Orthodox Jewish synagogue

Skokie Valley Agudath Jacob Synagogue is an Orthodox Jewish synagogue located at 8825 East Prairie Road in Skokie, Illinois. Originally a traditional synagogue, it was founded in 1956 and is one of the oldest active synagogues in Skokie.

==History==
After World War II, Skokie began to grow rapidly. In the 1950s, more than half of the newcomers to Skokie were Jewish families. Skokie Valley Traditional Synagogue was founded in 1956, with groundbreaking ceremonies for the building held on September 29, 1957. Rabbi Milton Kanter was the founding rabbi, and Samuel Berger was the first president and founder. In 1962, Reuben Cooper was named the synagogue's cantor. As a traditional synagogue, it had more than 1,500 members at its height.

Skokie's first mechitza minyan formed by Rabbi Dr. Eliezer Berkovits in the basement of Skokie Valley's building. That minyan would ultimately move down the road to form a new Orthodox synagogue, Congregation Or Torah, in 1969.

In 1995, while under the leadership of Rabbi Louis Tuchman, Skokie Valley Traditional Synagogue merged with Congregation Agudath Jacob of Evanston, becoming Skokie Valley Agudath Jacob. Around 1996, Rabbi Yechiel Eckstein began a brief stint as the synagogue's rabbi. In 1997, Rabbi Jack Engel was named the synagogue's new rabbi. In 1998, Skokie Valley merged with B'nai Jacob Synagogue of West Rogers Park, Chicago.

By the early 2000s, the traditional synagogue's membership had dwindled to 130 people, with an average age of 75. Around 2013, the synagogue began to move in a new direction as an inclusive Orthodox Jewish congregation, with separate (instead of mixed) seating, encouraging women's spiritual leadership, and an emphasis on building positive relationships with the wider Jewish community and the world. In 2017, when Rabbi Ari Hart was hired as its new leader, the synagogue had 160 member households. By 2023, it had grown to 325 member households. The synagogue also helped develop Solu, an initiative to help feed and clothe the needy through interfaith efforts, and respond to racial injustice, antisemitism, mental health, violence prevention, and literacy. In 2025, Solu launched Hersh's Fridge in the synagogue parking lot, naming the kosher community fridge in memory of Hersh Goldberg-Polin following his kidnapping and murder.
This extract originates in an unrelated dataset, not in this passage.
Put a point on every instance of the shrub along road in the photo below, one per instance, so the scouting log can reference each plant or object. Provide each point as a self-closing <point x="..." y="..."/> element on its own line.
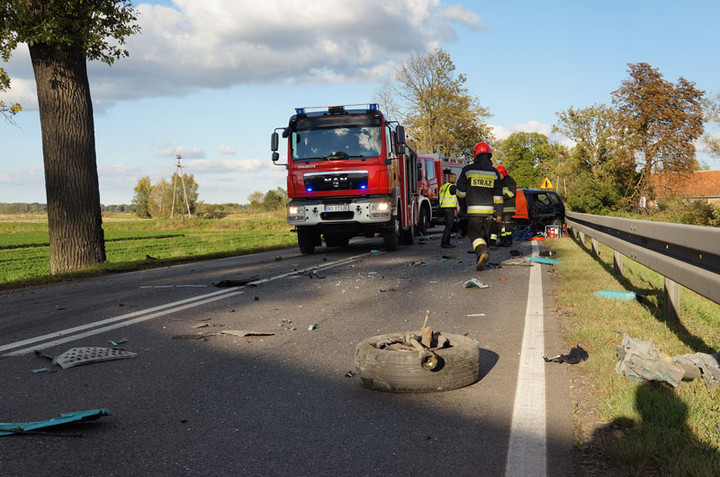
<point x="196" y="401"/>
==Architecture and design==
The sanctuary was completed in 1963, under the firm of architect Jerome Soltan. In 2020, a major renovation of the interior was undertaken in the modern style. It was completed in 2023, led by Studio ST Architects behind principal architect Esther Sperber. The sanctuary was redesigned, a new HVAC system was installed, and bathrooms and a coat room were added.